In August I urged us all to vote and to be as educated as we can possibly be on the issues.
And I promised that my next column would say why I dream of a Greens 45, Labour 20 seat government, but would settle for the other way round. So here we are!
Essentially, it’s simple. I think most of the Greens policies are superior to Labour’s, together with their democratic way of developing them and their spokespeople’s reasoned and non-antagonistic way of arguing for them.
And only a few in the Labour leadership inspire me with any confidence that they really understand, care about, and believe it is possible to improve the situation for lower income New Zealanders.
Generally, I’m suspicious of whether Labour have really changed their spots after 30 years of largely right wing policies. OK, they inherited a tough situation in 1984.
But we should not forget that they initiated with Rogernomics the deregulation and related policies which substantially widened inequality in New Zealand from 1984 to 1990. And only recently have they started to question the agendas of unfettered free trade, privatisation and selling off New Zealand land and assets often at bargain basement prices which they themselves instituted. National went further and handed resources, dividends and power over NZ corporations and even government policies to largely overseas based corporations.
National’s and National-lite
National also took much further in the 1990’s the policies which widened inequality, with benefit cuts and the Employment Contracts Act, vastly worsening the situation of those at the bottom of the income distribution.
And Labour led governments from 1990 to 1999 were National-lite in major economic policy directions, doing little to reverse their previous extreme ideologically led policies. Admittedly they improved the situation of lower income families with a full time paid worker, with the Working for Families package, but did little to help beneficiaries.
As the Child Poverty Action Group and other clearly show, the In Work Credit part of WFF being payable only to those in work leaves most children of beneficiaries in poverty.
The disincentive or punishment approach to not being in paid work is immoral when suitable paid work and training is in short supply, the training incentives packages for beneficiaries have been cut (after Paula Bennett successfully used them), and negotiating the tax/transfer/paid work nexus with WINZ is a nightmare.
The DPB remains an essential lifeline for (mainly) women escaping violent or untenable relationships: few women would CHOOSE to be on it for longer than necessary given the stigma, WINZ attention, and barely adequate income.
But parenting remains a vital job, and hard on one’s own.
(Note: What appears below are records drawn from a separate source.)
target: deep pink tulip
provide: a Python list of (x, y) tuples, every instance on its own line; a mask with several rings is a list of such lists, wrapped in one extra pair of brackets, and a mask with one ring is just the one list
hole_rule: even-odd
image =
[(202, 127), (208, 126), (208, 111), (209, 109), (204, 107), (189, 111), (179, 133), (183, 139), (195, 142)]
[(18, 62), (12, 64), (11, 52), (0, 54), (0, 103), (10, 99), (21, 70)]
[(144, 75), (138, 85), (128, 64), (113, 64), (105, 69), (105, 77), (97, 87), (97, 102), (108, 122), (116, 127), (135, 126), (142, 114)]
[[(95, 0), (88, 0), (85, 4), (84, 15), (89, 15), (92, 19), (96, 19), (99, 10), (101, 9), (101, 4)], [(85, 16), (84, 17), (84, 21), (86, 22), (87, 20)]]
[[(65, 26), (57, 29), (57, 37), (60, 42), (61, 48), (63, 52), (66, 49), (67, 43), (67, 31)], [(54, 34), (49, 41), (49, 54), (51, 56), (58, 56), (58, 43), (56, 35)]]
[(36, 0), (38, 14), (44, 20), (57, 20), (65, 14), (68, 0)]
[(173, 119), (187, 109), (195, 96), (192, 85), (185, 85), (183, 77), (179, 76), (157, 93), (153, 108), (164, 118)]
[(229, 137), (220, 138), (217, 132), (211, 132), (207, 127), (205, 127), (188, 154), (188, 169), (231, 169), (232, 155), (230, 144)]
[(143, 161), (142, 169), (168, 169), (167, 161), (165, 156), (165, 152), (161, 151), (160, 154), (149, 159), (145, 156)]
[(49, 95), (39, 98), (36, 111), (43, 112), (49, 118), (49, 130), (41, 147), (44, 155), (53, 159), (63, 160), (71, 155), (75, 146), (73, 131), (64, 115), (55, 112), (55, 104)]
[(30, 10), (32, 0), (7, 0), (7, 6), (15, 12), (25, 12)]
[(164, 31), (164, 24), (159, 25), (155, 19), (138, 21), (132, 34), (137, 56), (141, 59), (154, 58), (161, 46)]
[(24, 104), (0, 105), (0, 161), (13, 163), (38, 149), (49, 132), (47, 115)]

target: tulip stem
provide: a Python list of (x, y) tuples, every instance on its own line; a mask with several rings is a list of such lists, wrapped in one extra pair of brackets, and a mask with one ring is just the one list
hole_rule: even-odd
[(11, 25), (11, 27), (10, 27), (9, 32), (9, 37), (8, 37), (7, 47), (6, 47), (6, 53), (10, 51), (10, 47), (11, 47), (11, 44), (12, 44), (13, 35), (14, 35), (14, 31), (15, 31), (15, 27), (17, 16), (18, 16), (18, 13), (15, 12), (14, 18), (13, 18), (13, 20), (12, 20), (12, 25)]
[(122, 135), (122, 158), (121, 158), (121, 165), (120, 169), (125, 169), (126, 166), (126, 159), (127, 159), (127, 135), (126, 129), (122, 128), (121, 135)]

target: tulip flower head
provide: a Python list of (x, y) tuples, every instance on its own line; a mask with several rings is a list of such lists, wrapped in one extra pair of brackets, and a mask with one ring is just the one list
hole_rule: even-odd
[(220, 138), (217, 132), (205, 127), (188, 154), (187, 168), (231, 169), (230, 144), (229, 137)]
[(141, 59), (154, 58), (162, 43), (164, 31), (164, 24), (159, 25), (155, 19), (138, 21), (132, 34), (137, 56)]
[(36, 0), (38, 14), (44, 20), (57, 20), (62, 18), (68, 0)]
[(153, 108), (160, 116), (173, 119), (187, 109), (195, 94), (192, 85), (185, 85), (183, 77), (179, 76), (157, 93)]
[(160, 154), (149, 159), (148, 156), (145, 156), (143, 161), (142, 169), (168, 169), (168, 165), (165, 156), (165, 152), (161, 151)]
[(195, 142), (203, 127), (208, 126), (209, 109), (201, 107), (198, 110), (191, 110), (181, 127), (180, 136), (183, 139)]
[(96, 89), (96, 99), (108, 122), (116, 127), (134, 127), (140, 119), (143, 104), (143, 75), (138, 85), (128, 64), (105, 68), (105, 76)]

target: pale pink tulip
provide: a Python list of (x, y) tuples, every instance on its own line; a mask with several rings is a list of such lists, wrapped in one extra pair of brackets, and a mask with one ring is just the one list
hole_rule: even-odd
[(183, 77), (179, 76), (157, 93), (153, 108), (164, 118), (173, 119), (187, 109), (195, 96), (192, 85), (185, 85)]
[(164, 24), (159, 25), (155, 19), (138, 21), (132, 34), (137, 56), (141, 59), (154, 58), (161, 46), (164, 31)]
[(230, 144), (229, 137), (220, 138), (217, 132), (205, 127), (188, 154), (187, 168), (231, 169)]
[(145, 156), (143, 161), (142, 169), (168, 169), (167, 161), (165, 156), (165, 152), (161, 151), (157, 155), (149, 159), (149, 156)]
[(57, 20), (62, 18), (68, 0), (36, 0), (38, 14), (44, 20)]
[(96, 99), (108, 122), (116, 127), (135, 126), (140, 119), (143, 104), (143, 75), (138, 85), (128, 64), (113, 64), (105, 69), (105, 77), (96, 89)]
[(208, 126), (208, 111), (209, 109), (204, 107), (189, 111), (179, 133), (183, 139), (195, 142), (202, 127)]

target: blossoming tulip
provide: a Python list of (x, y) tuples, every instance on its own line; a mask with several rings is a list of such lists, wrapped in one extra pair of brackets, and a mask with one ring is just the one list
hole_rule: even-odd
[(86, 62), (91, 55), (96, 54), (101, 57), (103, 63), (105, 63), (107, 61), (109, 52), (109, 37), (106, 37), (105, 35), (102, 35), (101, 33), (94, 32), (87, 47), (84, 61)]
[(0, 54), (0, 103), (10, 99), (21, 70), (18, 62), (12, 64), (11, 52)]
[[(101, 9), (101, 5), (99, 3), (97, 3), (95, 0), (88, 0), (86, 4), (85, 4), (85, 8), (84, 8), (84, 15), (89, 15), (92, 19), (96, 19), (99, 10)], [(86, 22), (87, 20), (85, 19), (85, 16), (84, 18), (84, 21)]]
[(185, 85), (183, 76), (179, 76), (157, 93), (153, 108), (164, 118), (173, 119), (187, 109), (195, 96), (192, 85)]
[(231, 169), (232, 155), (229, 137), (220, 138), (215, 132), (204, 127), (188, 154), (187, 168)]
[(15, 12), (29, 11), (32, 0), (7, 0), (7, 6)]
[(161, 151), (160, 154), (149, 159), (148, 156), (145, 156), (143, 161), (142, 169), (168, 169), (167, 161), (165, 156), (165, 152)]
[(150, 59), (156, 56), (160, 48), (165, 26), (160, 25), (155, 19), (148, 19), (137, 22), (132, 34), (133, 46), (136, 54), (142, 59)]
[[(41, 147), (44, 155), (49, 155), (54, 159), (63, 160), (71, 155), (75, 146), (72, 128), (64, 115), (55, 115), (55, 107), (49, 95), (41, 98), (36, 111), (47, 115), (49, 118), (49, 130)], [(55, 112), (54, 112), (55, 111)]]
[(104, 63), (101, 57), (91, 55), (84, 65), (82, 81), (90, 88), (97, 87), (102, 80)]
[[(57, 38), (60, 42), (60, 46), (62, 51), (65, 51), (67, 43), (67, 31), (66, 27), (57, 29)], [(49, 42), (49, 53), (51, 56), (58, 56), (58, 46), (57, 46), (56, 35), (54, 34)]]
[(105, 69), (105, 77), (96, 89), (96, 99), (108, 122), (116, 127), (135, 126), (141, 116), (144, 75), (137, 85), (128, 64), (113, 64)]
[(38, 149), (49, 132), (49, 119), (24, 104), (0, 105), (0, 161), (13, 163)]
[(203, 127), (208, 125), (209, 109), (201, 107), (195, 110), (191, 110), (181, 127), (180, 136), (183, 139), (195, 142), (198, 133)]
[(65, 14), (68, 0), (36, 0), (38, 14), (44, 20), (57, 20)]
Choosing to concentrate on this at least for a short period should be a viable choice for sole parents. What became of the need to recognise and value all the unpaid caring (and community) work that exceeds in total time the amount of paid work? The Greens policies on Children’s and Parental Tax Credits would make them available to all parents, whether in paid work or not.
So what are the real choices?
With both major parties still wedded to economic orthodoxy and Labour just a bit more prepared to tackle inequality and poverty within a capitalist market system, for me the Greens are the only real option (and I should for transparency declare that I am a member and volunteer with a billboard on my lawn).
I can just stomach those who argue for Internet Mana, especially if they draw genuinely new voters to throw out a National Government, but they are very strange bedfellows I find hard to trust. And Winston Peters as the kingmaker if the election does end up close is a depressing prospect, even though I like a few of his policies.
Not even the Greens are quite left enough for me. In order to have any chance of achieving their 15%, the leadership believes, probably correctly, that they have to show their fiscal responsibility as much as the other parties. Balanced budgets and growth are still the order of the day, rather than the steady state economy which many environmentalists believe essential. But at least it is green growth.
I’m a little cheered by the numbers of young people involved this time even if they still on average vote less than older people. The young candidates’ debate I saw on TV was so much more positive and all were less abusive of the other parties than the jaundiced older politicians.
With many people now having voted early and the polls still showing National a likely shoo-in, is there any hope? Well, we certainly need to get out the vote and not despair – encourage all your contacts to vote, whatever their views.
A supposed democracy without even a high turnout is a weak shell. And one poll (the latest Roy Morgan) had Greens at 16% and showed a possible government of Labour/Greens/Mana/New Zealand First, which is not ideal, but possibly tenable. For me, it is essential to have as many Greens in Parliament as possible to promote the cleaner environment, fairer society, and smart green economy that they genuinely work for, even if in the end the right wing prevails and the sense has to come from the opposition benches.